Graph Centrality Measurements

April 13, 2018

Centrality Measurements

Do you know any friends who are connectors? They seem to know everybody? Nodes that are connected to many groups find their way to the center of a social network graph. Below are techniques on how to measure the centrality of each node on a network.

import networkx as nx
from matplotlib import pyplot as plt
from IPython.display import display, HTML
from ipywidgets import *

# Put the two tables next to each other
CSS = """
.output {
    flex-direction: row;
    width: 1080px;
    flex: 0 0 100%;
    display: flex;
    max-width: 1000px;
}
"""

pd.set_option('precision', 2)
HTML('<style>{}</style>'.format(CSS))
HTML(value='<style>\n.output {\n    flex-direction: row;\n    width: 1080px;\n    flex: 0 0 100%;\n    display…

In Degree Centrality

One measure of importance of a given node is the number of connections it has. Perhaps nodes that are referenced by many other nodes are considered important. This makes sense for celebrities in real life. In Degree Centrality is defined by the ratio between the number of in-degree connections (for DiGraph) a node has as compared to the total number of other nodes in a graph.

import numpy as np
import pandas as pd

G = nx.davis_southern_women_graph().to_directed() # nx.karate_club_graph()
G = nx.wheel_graph(12).to_directed()

def degreeCentrality(G):
    num_nodes = len(G.nodes())
    centrality = {n: 0 for n in G.nodes()}

    for n in G.nodes():
        centrality[n] = np.round(G.in_degree(n) / (num_nodes - 1), 2)

    return centrality

centrality = DegreeCentrality(G)
node_size = [centrality[n] * 2000 for n in G.nodes()]

fig = plt.figure(figsize=(8,7))
fig.suptitle('Nodes weighted by Degree Centrality')
pos = nx.spring_layout(G)
nx.draw_networkx(G, pos, node_size=node_size)
plt.axis('off')
plt.show()

display(pd.Series(centrality, name='Degree Centrality').sort_values(ascending=False).reset_index().head(10))

png

index Degree Centrality
0 0 1.00
1 11 0.27
2 10 0.27
3 9 0.27
4 8 0.27
5 7 0.27
6 6 0.27
7 5 0.27
8 4 0.27
9 3 0.27

Closeness Centrality

Another measurement of node importance in a network is the measure of how close a node is between other nodes. The assumption is that an important node is closest to the most other nodes. For social networks, how many connections involve a node?

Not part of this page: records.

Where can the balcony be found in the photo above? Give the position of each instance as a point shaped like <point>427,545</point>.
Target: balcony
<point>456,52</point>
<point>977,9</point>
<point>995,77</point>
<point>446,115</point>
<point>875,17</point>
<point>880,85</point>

def closenessCentrality(G, node):
    """
    Closeness defined by the number of [other] nodes in the network
    divided by the sum of all the nodes divided by the nodes distance from them
    """

    paths = all_shortest_paths(G, node)
    n1_to = {n: len(p) - 1 for n, p in paths.items()}

    closeness = (G.number_of_nodes() - 1) / sum([n1_to[n2] for n2 in G.nodes()])

    return closeness


def all_shortest_paths(G, source):
    assert source in G, 'Source node not in Graph'

    this_level = [source]
    paths_to = {source: [source]}

    return _all_shortest_paths_from(this_level, G.adj, paths_to)

def _all_shortest_paths_from(first_level, adj_to, paths_to):
    next_level = first_level

    while next_level:
        curr_level = next_level
        next_level = []

        for curr_node in curr_level:
            for next_node in adj_to[curr_node]:
                if next_node not in paths_to:
                    paths_to[next_node] = paths_to[curr_node] + [next_node]
                    next_level += [next_node]

    return paths_to
K = nx.karate_club_graph()

node_size = [4 ** (closenessCentrality(K,n) * 10) for n in K.nodes()]

fig = plt.figure(figsize=(10,8))
fig.suptitle('Nodes weighted by Closeness Centrality')
plt.axis('off')
nx.draw_networkx(K, node_size=node_size)
plt.show()

png

Betweenness Centrality

One consideration for the importance of a node on a network is the number of connections that run through the node of interest. If a node is often found in the shortest path between all other pairs of nodes, it is considered a more important node. The informal algorithm goes like this:

  1. Start with a node of interest

  2. count the number of shortest paths between a pair of nodes in the network

  3. count the number of these paths that contain the node of interest

  4. calculate the ratio between the paths containing this node and the total number of paths

  5. sum up ths ratio for all pairs of nodes on the network.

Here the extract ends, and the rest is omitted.